Divide using synthetic division $$ ( -x^{4}+4x^{3}+12x^{2}-8 ) \div ( x-6 ) $$
Answer
The synthetic division table is:
$$ \begin{array}{c|rrrrr}6&-1&4&12&0&-8\\& & -6& -12& 0& \color{black}{0} \\ \hline &\color{blue}{-1}&\color{blue}{-2}&\color{blue}{0}&\color{blue}{0}&\color{orangered}{-8} \end{array} $$The solution is:
$$ \frac{ -x^{4}+4x^{3}+12x^{2}-8 }{ x-6 } = \color{blue}{-x^{3}-2x^{2}} \color{red}{~-~} \frac{ \color{red}{ 8 } }{ x-6 } $$Explanation
Step 1 : Write down the coefficients of the dividend into division table. Put the zero from $ x -6 = 0 $ ( $ x = \color{blue}{ 6 } $ ) at the left.

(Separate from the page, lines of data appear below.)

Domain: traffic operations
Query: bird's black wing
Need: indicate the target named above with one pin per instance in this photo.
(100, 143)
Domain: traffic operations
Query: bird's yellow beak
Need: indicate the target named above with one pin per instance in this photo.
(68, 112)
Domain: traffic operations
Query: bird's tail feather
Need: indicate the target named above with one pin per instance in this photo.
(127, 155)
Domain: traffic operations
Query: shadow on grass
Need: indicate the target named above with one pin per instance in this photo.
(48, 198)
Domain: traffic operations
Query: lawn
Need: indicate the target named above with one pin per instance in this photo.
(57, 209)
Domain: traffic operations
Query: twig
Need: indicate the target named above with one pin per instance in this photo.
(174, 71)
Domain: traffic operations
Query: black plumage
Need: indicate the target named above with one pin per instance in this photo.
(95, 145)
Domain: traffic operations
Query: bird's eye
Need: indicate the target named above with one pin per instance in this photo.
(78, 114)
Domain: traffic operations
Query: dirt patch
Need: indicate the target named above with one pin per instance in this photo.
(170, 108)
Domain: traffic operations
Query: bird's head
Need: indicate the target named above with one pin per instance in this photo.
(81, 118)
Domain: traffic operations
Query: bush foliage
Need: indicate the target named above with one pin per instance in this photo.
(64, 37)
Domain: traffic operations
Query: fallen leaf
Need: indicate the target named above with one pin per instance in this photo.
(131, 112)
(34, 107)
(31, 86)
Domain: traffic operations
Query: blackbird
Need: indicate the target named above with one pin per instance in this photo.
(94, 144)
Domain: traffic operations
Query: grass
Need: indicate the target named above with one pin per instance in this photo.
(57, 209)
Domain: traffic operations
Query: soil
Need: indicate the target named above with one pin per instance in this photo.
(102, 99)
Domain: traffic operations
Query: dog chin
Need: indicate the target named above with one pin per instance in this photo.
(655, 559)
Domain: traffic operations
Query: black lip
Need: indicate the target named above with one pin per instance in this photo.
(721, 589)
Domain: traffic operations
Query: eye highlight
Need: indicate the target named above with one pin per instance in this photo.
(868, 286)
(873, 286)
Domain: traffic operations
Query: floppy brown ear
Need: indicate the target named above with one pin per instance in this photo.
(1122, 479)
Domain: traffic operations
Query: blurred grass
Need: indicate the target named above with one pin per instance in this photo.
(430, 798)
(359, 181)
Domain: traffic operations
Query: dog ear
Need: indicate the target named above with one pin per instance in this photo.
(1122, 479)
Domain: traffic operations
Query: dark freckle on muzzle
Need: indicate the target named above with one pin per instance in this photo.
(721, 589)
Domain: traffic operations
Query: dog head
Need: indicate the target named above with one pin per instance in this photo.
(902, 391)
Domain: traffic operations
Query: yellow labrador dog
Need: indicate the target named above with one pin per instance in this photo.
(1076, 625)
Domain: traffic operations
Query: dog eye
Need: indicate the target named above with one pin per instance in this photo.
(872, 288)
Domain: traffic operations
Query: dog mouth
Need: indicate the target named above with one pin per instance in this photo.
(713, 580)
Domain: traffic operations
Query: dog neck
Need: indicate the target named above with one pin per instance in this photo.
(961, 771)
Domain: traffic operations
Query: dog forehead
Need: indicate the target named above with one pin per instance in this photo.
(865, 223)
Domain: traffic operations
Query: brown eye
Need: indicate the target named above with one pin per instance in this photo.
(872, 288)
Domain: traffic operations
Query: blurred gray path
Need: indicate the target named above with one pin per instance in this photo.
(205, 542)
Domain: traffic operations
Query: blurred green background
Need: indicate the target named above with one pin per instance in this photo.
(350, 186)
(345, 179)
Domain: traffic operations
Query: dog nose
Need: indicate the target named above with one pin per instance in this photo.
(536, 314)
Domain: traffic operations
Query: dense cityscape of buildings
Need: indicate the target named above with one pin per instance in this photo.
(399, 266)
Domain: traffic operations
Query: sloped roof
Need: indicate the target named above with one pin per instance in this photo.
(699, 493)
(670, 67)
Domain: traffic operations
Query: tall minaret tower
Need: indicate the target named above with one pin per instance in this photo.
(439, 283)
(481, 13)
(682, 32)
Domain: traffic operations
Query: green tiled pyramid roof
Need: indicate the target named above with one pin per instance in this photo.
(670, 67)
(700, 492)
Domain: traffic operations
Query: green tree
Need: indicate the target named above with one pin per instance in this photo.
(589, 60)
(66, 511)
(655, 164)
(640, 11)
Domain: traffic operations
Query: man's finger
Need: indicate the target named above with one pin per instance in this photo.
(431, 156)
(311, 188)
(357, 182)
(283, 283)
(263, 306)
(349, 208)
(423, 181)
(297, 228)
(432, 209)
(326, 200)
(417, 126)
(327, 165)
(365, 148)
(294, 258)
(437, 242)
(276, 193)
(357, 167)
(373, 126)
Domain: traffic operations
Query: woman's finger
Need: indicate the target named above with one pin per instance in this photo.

$$ \begin{array}{c|rrrrr}\color{blue}{6}&-1&4&12&0&-8\\& & & & & \\ \hline &&&&& \end{array} $$Step 1 : Bring down the leading coefficient to the bottom row.
$$ \begin{array}{c|rrrrr}6&\color{orangered}{ -1 }&4&12&0&-8\\& & & & & \\ \hline &\color{orangered}{-1}&&&& \end{array} $$Step 2 : Multiply by the number on the left, and carry the result into the next column: $ \color{blue}{ 6 } \cdot \color{blue}{ \left( -1 \right) } = \color{blue}{ -6 } $.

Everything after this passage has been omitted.